The target sample size was based on an estimated mean ± SD loss of BMD in RA patients of 4.12 ± 6.25% over 2 years (27). To demonstrate a complete inhibition of bone loss by the high-intensity exercise when compared with usual care, and based on 90% power to detect a significant difference (2-sided P = 0.05), a sample size of 48 patients would be required in each study group. To compensate for an expected dropout rate of ∼20%, we needed to enroll at least 58 patients in each study group. However, the RAPIT study was primarily designed with the HAQ score as a primary outcome variable. To detect a difference of 0.20 in the change of HAQ score (14), the target sample size was calculated at 150 patients per group. Thus, a final cohort of 300 patients was enrolled.
Final analyses, which were based on intention to treat as initially assigned, were performed on the data from the 281 patients who completed the study (designated “completers”). At all times, measures with a Gaussian distribution are expressed as the mean and SD, and measures with a non-Gaussian distribution are the median and interquartile range (IQR). Bone mass is expressed as BMD (in gm/cm2) and is also presented as T and Z scores. Osteoporosis was defined as a T score of less than or equal to −2.5 SD (28). Reduced bone mass was defined as a Z score of less than or equal to −1 SD.
To compare the effectiveness of the treatment over the total period of 2 years, BMD was further analyzed with a mixed-effects analysis of variance (ANOVA) model, with patient number as a random factor and treatment, time, and the treatment-by-time interaction as fixed effects. The effect analysis was performed after correction for the baseline differences.

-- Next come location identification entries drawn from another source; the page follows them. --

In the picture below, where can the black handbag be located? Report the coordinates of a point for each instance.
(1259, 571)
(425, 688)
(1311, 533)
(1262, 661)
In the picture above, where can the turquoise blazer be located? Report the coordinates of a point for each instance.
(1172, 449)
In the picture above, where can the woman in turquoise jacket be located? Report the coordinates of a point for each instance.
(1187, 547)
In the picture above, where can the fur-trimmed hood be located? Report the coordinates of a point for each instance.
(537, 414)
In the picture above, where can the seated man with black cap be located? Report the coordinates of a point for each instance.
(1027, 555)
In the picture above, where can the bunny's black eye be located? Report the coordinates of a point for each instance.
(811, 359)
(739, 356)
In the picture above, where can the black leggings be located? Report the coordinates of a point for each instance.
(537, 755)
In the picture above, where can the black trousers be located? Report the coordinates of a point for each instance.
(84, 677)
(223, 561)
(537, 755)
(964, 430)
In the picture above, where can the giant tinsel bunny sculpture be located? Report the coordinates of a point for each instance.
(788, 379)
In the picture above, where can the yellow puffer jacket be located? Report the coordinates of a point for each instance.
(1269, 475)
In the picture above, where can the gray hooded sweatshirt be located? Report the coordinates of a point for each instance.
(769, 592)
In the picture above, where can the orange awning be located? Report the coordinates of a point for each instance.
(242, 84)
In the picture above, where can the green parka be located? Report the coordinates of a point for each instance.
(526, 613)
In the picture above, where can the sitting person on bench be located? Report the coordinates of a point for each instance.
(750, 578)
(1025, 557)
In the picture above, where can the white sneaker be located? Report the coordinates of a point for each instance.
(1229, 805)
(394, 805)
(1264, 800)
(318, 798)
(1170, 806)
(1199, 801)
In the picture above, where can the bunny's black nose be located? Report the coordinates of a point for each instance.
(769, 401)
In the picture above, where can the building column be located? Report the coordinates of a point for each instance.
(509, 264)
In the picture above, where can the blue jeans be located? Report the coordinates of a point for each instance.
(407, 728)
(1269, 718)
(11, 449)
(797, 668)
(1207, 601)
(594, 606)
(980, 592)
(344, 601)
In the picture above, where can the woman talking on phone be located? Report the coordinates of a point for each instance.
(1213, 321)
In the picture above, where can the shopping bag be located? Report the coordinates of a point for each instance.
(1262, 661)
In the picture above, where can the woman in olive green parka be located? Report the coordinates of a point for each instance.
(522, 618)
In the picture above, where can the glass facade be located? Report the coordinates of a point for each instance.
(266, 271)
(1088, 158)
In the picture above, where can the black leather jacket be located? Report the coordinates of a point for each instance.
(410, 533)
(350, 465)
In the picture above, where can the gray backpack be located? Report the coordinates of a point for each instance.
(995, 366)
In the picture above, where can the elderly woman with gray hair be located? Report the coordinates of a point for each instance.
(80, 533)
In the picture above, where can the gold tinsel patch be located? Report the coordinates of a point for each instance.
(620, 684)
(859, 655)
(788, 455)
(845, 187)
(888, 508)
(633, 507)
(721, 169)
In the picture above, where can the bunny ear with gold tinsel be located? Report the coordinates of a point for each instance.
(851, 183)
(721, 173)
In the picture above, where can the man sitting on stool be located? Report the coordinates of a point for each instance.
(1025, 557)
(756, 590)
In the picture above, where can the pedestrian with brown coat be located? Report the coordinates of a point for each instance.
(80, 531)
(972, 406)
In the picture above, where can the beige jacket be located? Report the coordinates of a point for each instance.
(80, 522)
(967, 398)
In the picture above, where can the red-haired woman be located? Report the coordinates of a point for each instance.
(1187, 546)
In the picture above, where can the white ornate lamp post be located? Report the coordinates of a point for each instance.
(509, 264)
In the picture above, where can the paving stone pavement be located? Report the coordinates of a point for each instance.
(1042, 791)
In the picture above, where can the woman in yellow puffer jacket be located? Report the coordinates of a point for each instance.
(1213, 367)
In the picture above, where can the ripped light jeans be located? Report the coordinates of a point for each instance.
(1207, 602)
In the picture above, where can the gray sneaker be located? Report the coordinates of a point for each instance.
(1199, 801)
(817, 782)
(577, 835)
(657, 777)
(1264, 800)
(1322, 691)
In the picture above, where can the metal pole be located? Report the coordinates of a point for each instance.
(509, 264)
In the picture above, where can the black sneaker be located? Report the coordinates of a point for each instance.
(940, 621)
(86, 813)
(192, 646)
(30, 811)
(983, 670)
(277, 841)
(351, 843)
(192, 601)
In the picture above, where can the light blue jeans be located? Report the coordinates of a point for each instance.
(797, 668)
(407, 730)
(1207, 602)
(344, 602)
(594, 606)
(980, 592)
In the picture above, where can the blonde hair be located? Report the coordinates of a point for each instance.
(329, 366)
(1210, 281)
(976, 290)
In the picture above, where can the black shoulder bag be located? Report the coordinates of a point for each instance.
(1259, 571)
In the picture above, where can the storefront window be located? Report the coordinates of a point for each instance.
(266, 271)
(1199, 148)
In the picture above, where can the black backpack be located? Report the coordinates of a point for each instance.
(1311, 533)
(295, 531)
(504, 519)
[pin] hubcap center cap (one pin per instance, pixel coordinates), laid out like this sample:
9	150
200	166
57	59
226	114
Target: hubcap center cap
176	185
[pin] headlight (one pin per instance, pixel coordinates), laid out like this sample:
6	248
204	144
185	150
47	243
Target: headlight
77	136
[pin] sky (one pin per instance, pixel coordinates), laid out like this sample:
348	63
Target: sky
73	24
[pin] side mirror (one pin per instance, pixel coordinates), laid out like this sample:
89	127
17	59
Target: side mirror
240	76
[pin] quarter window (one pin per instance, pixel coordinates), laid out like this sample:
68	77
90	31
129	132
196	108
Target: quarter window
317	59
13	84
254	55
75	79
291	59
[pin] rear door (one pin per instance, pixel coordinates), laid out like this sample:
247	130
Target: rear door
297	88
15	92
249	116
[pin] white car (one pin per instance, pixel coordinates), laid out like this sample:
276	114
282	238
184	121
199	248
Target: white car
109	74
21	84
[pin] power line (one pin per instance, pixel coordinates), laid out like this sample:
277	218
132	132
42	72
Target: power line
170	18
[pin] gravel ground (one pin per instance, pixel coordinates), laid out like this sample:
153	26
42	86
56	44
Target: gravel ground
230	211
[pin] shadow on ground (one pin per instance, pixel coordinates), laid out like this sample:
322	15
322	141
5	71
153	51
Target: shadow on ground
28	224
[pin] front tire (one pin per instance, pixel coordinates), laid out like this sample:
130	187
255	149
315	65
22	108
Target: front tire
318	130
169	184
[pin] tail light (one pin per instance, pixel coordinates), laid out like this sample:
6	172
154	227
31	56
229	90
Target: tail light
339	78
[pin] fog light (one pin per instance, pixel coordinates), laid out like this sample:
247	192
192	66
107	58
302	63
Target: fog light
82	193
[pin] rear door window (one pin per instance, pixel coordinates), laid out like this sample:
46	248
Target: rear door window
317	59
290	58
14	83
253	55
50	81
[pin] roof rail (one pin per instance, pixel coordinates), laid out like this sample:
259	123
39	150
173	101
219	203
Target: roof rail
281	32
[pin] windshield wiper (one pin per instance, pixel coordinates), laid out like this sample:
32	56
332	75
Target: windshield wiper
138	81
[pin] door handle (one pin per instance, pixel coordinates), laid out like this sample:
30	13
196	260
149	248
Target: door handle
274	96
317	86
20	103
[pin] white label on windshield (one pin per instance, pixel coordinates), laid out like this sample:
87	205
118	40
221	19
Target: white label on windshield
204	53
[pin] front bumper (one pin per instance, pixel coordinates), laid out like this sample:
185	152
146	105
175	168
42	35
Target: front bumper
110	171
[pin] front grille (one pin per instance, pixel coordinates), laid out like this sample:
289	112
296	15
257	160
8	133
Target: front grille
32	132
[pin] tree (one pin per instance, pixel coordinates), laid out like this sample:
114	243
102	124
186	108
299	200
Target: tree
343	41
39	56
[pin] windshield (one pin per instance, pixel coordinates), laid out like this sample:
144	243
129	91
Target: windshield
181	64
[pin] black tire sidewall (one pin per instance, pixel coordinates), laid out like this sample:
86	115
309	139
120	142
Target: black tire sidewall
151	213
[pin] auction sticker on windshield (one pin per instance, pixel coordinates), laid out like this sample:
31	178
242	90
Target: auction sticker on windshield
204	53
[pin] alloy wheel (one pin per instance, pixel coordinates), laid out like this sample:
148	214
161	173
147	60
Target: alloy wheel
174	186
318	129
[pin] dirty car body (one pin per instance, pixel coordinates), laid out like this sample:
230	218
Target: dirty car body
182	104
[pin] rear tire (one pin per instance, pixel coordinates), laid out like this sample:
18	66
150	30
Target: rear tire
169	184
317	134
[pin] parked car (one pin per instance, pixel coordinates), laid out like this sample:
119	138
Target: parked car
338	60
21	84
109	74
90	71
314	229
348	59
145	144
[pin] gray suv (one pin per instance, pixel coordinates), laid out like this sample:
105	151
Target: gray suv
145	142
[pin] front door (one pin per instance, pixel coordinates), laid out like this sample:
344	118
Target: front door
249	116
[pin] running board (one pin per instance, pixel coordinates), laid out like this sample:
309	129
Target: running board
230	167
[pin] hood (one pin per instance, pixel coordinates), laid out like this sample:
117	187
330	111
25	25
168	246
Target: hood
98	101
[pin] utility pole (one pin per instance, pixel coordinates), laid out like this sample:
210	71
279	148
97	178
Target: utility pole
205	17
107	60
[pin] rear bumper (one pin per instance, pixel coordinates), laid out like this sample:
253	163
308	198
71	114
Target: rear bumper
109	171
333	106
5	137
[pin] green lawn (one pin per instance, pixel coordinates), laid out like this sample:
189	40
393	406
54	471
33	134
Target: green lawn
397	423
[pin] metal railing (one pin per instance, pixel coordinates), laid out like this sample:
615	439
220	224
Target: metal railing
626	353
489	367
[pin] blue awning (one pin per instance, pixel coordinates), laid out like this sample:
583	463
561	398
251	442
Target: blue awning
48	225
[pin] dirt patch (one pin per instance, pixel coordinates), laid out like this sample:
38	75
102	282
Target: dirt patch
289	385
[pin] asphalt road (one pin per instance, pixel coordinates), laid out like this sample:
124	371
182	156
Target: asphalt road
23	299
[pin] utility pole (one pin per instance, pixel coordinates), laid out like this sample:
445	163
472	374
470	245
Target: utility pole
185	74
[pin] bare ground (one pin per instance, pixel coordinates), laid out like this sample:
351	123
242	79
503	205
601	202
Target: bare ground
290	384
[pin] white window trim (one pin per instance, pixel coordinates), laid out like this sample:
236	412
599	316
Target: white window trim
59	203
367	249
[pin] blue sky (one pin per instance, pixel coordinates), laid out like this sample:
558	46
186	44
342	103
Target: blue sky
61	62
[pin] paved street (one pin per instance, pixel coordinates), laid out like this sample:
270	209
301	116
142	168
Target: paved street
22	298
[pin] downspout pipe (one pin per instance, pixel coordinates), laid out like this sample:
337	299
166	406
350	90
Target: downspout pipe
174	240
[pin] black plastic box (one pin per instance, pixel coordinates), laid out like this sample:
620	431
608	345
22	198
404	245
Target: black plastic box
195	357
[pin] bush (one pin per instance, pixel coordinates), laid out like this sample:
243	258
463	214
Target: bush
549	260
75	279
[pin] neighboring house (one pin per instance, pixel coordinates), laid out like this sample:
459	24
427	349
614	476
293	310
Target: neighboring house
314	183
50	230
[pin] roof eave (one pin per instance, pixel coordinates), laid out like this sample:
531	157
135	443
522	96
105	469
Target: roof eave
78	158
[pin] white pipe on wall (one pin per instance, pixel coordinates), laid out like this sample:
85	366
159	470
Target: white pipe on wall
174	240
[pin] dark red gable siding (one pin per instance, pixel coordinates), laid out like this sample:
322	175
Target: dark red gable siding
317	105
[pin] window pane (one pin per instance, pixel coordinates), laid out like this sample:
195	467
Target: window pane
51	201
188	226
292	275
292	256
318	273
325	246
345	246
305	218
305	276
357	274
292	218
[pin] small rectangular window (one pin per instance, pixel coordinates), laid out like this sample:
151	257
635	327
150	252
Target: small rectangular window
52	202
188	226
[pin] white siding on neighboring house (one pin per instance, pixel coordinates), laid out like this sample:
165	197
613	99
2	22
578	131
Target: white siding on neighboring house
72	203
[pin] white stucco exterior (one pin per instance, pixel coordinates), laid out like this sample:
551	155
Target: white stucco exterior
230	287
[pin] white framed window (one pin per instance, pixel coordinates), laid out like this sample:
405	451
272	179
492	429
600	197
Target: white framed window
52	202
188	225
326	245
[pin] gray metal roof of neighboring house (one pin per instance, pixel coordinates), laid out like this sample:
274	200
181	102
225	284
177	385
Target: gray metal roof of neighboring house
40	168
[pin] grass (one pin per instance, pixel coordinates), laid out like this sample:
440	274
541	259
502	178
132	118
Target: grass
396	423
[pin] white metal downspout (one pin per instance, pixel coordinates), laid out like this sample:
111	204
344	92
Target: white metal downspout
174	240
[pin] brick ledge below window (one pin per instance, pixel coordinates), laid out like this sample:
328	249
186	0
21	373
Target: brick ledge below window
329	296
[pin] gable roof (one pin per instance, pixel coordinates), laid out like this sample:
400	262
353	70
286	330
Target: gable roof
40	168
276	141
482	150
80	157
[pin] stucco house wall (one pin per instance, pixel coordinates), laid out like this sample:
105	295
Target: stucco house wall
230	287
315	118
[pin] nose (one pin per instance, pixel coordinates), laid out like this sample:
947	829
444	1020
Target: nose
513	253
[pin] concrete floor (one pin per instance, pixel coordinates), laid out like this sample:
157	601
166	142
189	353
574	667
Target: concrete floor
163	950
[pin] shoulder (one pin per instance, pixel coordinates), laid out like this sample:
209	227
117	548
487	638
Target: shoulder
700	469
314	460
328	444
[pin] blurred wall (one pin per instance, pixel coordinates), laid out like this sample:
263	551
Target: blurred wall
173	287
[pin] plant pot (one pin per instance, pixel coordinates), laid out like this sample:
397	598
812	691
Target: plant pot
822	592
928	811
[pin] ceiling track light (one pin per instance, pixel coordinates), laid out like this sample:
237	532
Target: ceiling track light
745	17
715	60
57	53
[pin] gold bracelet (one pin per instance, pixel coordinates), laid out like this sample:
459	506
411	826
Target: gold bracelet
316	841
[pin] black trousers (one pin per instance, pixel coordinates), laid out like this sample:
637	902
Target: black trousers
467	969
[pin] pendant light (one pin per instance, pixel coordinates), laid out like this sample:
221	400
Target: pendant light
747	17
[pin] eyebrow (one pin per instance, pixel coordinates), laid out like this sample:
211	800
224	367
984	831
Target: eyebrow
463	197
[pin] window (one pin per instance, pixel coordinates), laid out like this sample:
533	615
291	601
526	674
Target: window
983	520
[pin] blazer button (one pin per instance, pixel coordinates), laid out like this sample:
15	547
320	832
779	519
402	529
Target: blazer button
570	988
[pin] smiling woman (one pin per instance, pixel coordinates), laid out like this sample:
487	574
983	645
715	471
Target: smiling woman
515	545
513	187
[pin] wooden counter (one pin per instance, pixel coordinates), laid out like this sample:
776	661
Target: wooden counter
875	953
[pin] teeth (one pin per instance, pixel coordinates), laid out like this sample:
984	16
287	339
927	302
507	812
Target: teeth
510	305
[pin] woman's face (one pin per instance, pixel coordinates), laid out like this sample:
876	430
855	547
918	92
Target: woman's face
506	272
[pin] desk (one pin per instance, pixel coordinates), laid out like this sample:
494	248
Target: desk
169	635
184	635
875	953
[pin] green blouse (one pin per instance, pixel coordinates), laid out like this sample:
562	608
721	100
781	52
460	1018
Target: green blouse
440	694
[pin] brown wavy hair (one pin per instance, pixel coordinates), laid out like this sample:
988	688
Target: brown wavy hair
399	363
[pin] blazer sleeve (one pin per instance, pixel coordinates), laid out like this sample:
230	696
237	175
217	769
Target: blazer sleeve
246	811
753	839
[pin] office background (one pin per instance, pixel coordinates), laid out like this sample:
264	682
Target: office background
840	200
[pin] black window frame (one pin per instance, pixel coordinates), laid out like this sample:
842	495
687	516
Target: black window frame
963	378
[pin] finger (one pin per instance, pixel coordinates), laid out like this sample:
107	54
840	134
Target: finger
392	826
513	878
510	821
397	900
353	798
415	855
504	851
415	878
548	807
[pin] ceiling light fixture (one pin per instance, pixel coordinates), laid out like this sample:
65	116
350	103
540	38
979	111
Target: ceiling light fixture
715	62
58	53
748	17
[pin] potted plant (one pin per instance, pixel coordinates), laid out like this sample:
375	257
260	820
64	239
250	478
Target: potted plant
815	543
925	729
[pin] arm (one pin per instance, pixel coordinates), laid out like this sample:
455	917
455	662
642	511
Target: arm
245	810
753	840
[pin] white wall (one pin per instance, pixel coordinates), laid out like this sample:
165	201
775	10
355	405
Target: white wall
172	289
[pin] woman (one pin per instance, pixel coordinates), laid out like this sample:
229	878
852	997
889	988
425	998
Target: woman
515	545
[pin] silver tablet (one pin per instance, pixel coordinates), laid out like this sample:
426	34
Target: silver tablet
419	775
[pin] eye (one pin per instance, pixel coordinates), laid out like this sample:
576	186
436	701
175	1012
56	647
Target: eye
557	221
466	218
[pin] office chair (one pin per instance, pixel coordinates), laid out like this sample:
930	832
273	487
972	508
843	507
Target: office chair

The patient cohort was also analyzed according to individual bone loss. The individual changes in BMD values from baseline to followup (followup minus baseline) were divided in tertiles. The patients with the most BMD loss (lowest tertile) were designated as fast losers, while the patients with the least BMD loss or increased BMD (highest tertile) were gainers. The patients with slow loss (middle tertile) were designated as slow losers. Bivariate analyses (Mann-Whitney U test, Pearson's chi-square test) were used for comparisons between 2 groups, while Kruskal-Wallis test and Pearson's chi-square test were used for comparison between more than 2 groups.
Multivariate analyses were used to explore the relationships between the dependent variable, change in BMD at the total hip site, and the independent variables, the clinical characteristics that can be modified by treatment. The individual changes in muscle strength and aerobic fitness were dichotomized. Patients showing a decrease in muscle strength or aerobic fitness were designated as muscle strength or aerobic fitness losers, while patients showing an increase were gainers. The analyses were performed as a polytomous logistic regression model with BMD changes categorized in tertiles. Based on the results of the multivariate analysis and supposed clinical relevance, the variables were successively removed from the multiple regression model in a backward manner. All analyses were performed using SPSS program, version 10.0 (Chicago, IL). P values less than or equal to 0.05 were considered statistically significant.